August saw the biggest fall in UK house prices for 14 years, according to the latest housing price index (HPI) of building society Nationwide.
House prices fell 0.8% month on month in August and are now 5.3% below August 2022 peak and the weakest rate since July 2009.
This means that the average home is now £14.600 (€17.040) cheaper than a year ago.
Robert Gardner, Nationwide's chief economist, commented: ‘Mortgage approvals have been around 20% below the 2019 average in recent months and mortgage application data suggests the weakness has been maintained more recently. Unemployment is expected to remain low, so most borrowers should be able to afford the higher mortgage payments. Healthy rates of nominal income growth, together with modestly lower house prices, should help to improve housing affordability over time.’
The number of completed housing transactions was nearly 20% below pre-pandemic (2019) levels and around 40% lower than in H1 2021.
Cash purchases have been more resilient than mortgage purchases, which have slowed sharply.
Home mover completions (with a mortgage) were 33% lower than 2019 levels, whilst first-time buyer numbers were 25% lower.
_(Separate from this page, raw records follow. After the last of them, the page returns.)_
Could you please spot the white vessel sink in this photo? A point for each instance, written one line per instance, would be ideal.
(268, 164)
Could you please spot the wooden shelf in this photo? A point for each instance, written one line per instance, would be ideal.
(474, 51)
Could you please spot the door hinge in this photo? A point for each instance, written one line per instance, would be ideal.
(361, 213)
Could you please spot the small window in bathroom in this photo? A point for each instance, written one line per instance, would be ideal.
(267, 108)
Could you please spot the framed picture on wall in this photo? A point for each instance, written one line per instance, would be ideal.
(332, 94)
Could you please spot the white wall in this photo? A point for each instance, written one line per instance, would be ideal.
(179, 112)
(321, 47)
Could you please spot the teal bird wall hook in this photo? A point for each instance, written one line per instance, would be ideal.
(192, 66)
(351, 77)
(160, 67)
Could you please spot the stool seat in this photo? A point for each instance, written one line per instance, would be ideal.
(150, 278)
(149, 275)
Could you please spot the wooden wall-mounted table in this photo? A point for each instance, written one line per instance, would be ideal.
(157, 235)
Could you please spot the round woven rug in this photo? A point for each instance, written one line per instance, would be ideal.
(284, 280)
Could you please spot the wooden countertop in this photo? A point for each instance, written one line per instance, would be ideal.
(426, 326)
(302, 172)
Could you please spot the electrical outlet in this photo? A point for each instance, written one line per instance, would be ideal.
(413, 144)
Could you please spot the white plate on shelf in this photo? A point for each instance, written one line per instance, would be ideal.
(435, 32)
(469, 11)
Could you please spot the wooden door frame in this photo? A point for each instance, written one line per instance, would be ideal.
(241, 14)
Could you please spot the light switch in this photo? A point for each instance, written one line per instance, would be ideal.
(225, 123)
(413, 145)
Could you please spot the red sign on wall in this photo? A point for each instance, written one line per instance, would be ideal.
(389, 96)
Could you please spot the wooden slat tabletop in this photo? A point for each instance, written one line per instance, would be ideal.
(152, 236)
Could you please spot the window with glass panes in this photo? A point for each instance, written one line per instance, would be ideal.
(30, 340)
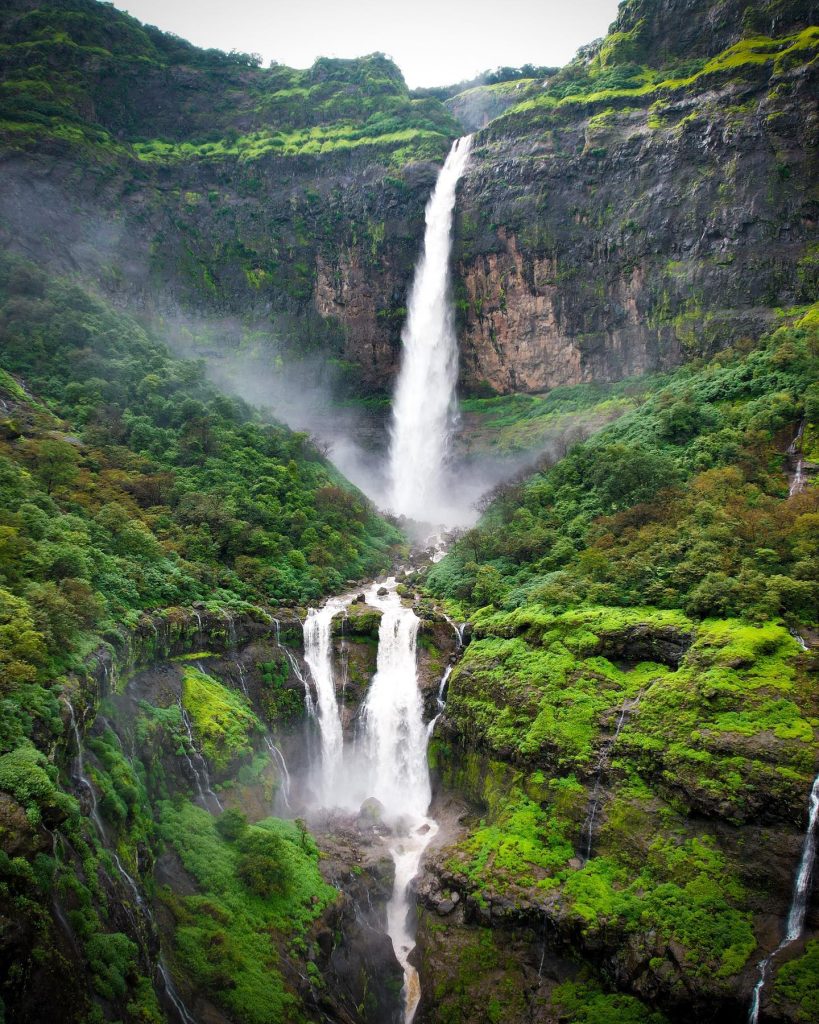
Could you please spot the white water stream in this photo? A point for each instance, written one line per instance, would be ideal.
(799, 904)
(424, 409)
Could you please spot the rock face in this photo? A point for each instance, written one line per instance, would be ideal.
(598, 236)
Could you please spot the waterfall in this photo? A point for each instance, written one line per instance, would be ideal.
(79, 770)
(424, 408)
(318, 655)
(202, 772)
(588, 830)
(799, 904)
(396, 740)
(278, 759)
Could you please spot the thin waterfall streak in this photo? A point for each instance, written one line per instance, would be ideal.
(424, 410)
(202, 772)
(799, 904)
(317, 630)
(588, 830)
(278, 758)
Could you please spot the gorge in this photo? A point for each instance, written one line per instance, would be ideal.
(521, 725)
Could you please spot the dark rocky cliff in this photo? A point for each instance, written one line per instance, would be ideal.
(653, 202)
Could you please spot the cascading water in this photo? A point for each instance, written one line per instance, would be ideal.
(317, 654)
(168, 986)
(799, 905)
(396, 738)
(424, 408)
(394, 731)
(201, 772)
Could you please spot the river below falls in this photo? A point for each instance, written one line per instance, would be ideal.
(376, 772)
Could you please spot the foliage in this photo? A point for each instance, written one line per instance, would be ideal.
(798, 983)
(231, 936)
(677, 504)
(221, 719)
(61, 61)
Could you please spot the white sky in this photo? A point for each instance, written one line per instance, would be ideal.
(434, 42)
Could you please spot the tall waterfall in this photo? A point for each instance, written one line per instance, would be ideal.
(318, 655)
(395, 734)
(799, 904)
(424, 410)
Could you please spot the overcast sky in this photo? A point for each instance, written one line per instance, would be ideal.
(434, 42)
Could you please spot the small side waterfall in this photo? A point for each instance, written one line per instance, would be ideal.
(424, 409)
(794, 452)
(180, 1010)
(799, 904)
(201, 773)
(588, 830)
(278, 759)
(318, 655)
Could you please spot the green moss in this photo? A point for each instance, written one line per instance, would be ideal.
(221, 718)
(584, 1001)
(796, 984)
(233, 942)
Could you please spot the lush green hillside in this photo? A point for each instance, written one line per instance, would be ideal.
(632, 718)
(85, 74)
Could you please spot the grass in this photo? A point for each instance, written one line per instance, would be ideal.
(221, 718)
(233, 942)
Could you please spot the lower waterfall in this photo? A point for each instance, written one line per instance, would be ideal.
(396, 748)
(388, 759)
(799, 904)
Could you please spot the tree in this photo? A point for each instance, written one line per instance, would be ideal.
(56, 464)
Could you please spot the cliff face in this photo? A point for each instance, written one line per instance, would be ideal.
(623, 240)
(650, 202)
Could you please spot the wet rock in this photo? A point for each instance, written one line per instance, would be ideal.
(372, 811)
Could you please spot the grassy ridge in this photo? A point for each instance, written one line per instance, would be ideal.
(630, 607)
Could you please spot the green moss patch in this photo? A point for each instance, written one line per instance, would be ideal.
(221, 718)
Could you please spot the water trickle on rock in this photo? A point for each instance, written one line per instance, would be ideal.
(799, 904)
(318, 656)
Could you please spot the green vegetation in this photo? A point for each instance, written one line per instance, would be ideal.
(679, 504)
(221, 719)
(795, 984)
(260, 891)
(96, 55)
(129, 484)
(520, 423)
(630, 646)
(614, 74)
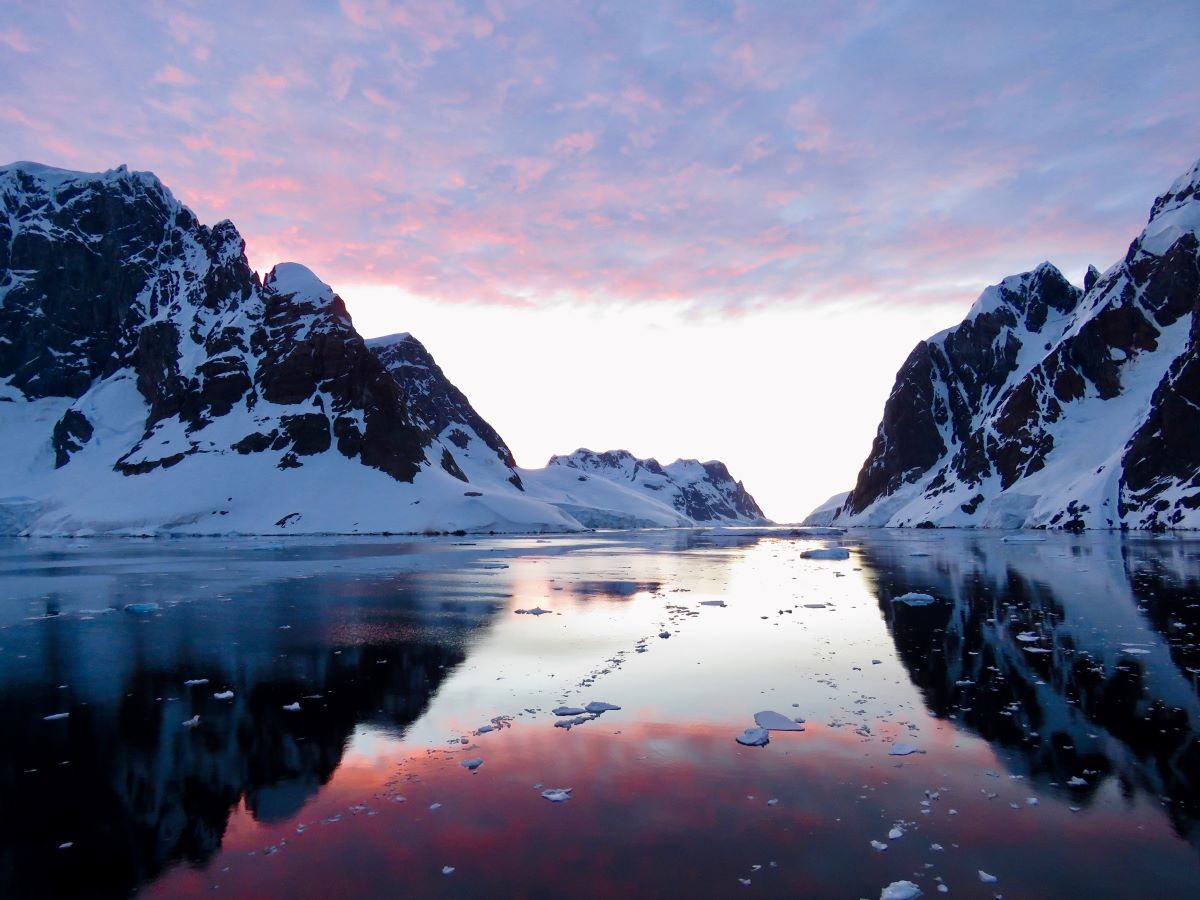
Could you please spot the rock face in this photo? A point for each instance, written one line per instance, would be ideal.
(697, 491)
(151, 382)
(1051, 406)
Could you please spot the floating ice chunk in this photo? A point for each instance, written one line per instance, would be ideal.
(771, 720)
(913, 598)
(142, 609)
(826, 553)
(754, 737)
(599, 706)
(900, 891)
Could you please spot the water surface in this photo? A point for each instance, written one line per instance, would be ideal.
(1050, 690)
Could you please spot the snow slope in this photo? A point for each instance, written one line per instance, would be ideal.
(1051, 406)
(150, 383)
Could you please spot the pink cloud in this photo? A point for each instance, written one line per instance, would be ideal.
(172, 76)
(579, 143)
(16, 41)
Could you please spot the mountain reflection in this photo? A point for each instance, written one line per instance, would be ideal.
(132, 789)
(1077, 657)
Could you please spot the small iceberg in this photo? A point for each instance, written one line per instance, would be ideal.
(900, 891)
(754, 737)
(826, 553)
(771, 720)
(913, 599)
(599, 706)
(142, 609)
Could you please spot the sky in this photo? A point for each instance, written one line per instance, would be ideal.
(697, 229)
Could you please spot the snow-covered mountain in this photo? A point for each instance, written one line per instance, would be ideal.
(150, 382)
(617, 490)
(1050, 406)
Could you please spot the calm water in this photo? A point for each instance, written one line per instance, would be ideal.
(1051, 691)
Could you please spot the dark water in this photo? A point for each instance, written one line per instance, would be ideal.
(1050, 689)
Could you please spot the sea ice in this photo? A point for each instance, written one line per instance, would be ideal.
(913, 599)
(142, 609)
(754, 737)
(900, 891)
(826, 553)
(771, 720)
(599, 706)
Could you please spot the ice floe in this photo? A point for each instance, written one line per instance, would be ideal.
(826, 553)
(771, 720)
(900, 891)
(913, 598)
(754, 737)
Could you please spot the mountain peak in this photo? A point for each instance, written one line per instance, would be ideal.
(1174, 214)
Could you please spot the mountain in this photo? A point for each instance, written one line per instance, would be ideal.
(617, 490)
(150, 382)
(1053, 406)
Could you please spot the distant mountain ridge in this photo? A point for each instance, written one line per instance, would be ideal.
(151, 382)
(1053, 406)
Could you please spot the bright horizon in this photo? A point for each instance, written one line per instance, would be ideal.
(702, 231)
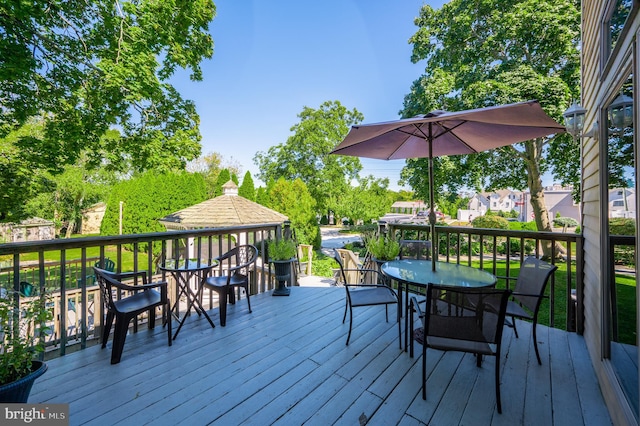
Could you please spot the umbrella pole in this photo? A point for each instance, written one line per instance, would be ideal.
(432, 213)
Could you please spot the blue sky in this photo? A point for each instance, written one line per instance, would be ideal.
(273, 58)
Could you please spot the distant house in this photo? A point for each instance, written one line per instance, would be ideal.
(557, 199)
(622, 202)
(409, 207)
(92, 218)
(34, 229)
(503, 200)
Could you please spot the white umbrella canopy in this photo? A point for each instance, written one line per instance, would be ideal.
(448, 133)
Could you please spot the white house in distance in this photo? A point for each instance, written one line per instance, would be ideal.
(558, 200)
(622, 202)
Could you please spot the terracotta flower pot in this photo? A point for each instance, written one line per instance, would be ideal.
(18, 391)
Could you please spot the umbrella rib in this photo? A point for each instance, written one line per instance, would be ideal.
(441, 125)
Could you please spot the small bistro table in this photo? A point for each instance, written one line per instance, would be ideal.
(419, 273)
(183, 272)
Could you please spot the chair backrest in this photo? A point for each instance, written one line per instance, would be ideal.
(465, 314)
(105, 281)
(532, 280)
(338, 258)
(106, 264)
(415, 249)
(243, 255)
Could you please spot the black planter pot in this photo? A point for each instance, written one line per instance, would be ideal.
(18, 391)
(283, 274)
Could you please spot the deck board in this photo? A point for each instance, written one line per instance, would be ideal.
(287, 363)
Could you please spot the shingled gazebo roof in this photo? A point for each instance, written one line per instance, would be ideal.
(228, 209)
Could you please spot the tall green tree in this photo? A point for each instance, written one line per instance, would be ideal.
(86, 67)
(293, 199)
(247, 189)
(149, 197)
(368, 201)
(305, 153)
(63, 197)
(493, 52)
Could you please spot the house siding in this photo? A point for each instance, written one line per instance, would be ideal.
(599, 80)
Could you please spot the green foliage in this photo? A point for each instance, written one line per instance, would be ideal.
(294, 200)
(282, 249)
(85, 67)
(491, 222)
(515, 248)
(368, 201)
(150, 197)
(223, 177)
(305, 153)
(322, 265)
(382, 247)
(562, 222)
(20, 342)
(527, 50)
(523, 226)
(247, 189)
(622, 226)
(262, 196)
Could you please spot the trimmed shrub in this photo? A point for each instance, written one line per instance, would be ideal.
(561, 222)
(491, 222)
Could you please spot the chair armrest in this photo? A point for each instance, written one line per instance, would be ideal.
(123, 275)
(544, 296)
(141, 287)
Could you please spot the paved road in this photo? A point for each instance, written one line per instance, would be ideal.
(332, 238)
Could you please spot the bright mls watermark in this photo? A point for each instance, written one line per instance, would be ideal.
(34, 414)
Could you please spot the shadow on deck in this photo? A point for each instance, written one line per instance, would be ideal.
(287, 363)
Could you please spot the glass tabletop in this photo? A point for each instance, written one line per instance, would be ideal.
(420, 272)
(189, 265)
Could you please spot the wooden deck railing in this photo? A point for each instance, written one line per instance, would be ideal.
(69, 283)
(502, 251)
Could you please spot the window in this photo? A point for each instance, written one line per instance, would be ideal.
(622, 306)
(619, 10)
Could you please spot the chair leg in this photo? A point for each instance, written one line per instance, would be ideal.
(350, 324)
(399, 334)
(107, 328)
(151, 320)
(499, 404)
(222, 299)
(535, 341)
(119, 337)
(166, 313)
(424, 370)
(246, 289)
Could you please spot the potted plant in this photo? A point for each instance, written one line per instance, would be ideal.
(281, 253)
(20, 344)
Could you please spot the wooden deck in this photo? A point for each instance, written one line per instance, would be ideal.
(287, 363)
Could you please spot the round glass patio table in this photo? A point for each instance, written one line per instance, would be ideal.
(182, 273)
(419, 273)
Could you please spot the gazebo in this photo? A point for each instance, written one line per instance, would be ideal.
(226, 210)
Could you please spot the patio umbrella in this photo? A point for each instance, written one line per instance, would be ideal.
(448, 133)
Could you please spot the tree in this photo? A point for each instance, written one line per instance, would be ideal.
(63, 197)
(247, 189)
(86, 67)
(149, 197)
(305, 154)
(368, 201)
(293, 199)
(223, 177)
(494, 52)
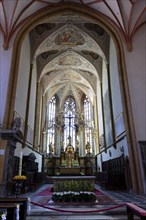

Buy-to-let purchases involving a mortgage were nearly 30% below pre-pandemic levels, while cash purchases were up 2%.
Flats have remained more affordable than detached houses, with average prices rising by 13% compared to 23% for the later.
Robert Gardner added: ‘The relative weakness of mortgage activity reflects mounting affordability pressures as a result of the sharp rise in mortgage rates since last autumn, which would not have affected cash buyers. For owner-occupiers buying with a mortgage, there has also been a modest shift in the type of properties being purchased. While transactions are lower than pre-pandemic levels across all property types, the biggest decline has been in detached houses. There are signs that buyers are looking towards smaller, less expensive properties, with flats seeing a smaller decline.’